Let A and B be sets. Show that A\B(A\B) ⊆ B.
Not sure how to parse your expression.
B(A\B)
is not correct syntax, since
B is a set
(A\B) is a set, call it C
So, what does BC mean?
Similarly,
(A\B) is a set, so call it D.
Again, what is DC?
two set names juxtaposed has no meaning.
It's actually A \ (A \ B) ⊆ B
To prove that A\B(A\B) ⊆ B, we need to show that every element in the set A\B(A\B) is also in the set B.
Let's break down the given notation A\B(A\B). The symbol '\' represents the set difference operation. So, A\B means the elements that are in set A but not in set B. In this case, A\B(A\B) means taking the set difference of A\B once again.
To show that A\B(A\B) ⊆ B, we can start with an arbitrary element x in A\B(A\B), and then demonstrate that x is also in B.
So, let's assume x is an arbitrary element in A\B(A\B). This means x is in A, but not in B. Now, let's consider the set A\B once again. Since x is in A\B (i.e., x is in A but not in B), it implies that x is not in B.
Now, let's consider the set A\B(A\B).

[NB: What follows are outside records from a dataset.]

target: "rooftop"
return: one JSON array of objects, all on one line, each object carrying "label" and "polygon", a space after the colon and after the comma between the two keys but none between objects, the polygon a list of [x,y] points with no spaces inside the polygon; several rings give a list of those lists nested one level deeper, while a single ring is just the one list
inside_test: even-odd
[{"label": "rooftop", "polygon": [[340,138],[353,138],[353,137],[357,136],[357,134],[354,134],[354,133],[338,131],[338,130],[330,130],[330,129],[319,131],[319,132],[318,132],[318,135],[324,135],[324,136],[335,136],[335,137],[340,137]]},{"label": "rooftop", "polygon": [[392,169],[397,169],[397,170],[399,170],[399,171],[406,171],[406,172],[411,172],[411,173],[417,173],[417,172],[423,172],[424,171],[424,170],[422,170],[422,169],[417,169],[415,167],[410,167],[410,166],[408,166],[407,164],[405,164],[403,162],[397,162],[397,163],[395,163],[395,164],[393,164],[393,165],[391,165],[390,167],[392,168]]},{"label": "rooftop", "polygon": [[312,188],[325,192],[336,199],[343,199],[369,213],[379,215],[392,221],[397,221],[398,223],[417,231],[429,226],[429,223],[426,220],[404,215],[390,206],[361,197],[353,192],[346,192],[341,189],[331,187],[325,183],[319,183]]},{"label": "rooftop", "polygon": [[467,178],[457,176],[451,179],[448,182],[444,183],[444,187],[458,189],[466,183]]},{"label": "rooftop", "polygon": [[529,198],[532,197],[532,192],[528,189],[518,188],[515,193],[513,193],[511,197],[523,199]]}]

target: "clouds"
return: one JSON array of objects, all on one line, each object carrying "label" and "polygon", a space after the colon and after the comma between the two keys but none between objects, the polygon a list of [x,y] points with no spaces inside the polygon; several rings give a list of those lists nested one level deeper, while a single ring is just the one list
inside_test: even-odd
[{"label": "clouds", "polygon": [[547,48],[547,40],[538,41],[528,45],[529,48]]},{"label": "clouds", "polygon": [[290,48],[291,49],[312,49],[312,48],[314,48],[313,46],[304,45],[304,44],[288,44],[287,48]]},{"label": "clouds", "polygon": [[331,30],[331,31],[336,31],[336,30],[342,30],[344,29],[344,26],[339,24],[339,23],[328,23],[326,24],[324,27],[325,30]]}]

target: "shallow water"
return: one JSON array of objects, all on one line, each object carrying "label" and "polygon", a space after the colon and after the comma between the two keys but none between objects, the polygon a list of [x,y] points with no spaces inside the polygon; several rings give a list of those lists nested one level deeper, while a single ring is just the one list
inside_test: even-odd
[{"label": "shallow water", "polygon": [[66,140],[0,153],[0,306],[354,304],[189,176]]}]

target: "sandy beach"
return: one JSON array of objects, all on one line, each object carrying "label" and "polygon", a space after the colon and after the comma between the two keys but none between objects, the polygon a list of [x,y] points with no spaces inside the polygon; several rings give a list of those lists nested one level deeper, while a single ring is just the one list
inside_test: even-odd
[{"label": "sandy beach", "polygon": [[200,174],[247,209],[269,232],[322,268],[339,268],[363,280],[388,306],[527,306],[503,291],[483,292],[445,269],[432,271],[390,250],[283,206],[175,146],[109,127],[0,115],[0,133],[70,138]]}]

Since x is in A\B(A\B), it indicates that x is in A\B, but not in B. But we already established that x is not in B. Therefore, we can conclude that x is in B, which proves that A\B(A\B) ⊆ B.
In summary, by assuming an arbitrary element x in A\B(A\B) and demonstrating that x is also in B, we have shown that A\B(A\B) ⊆ B.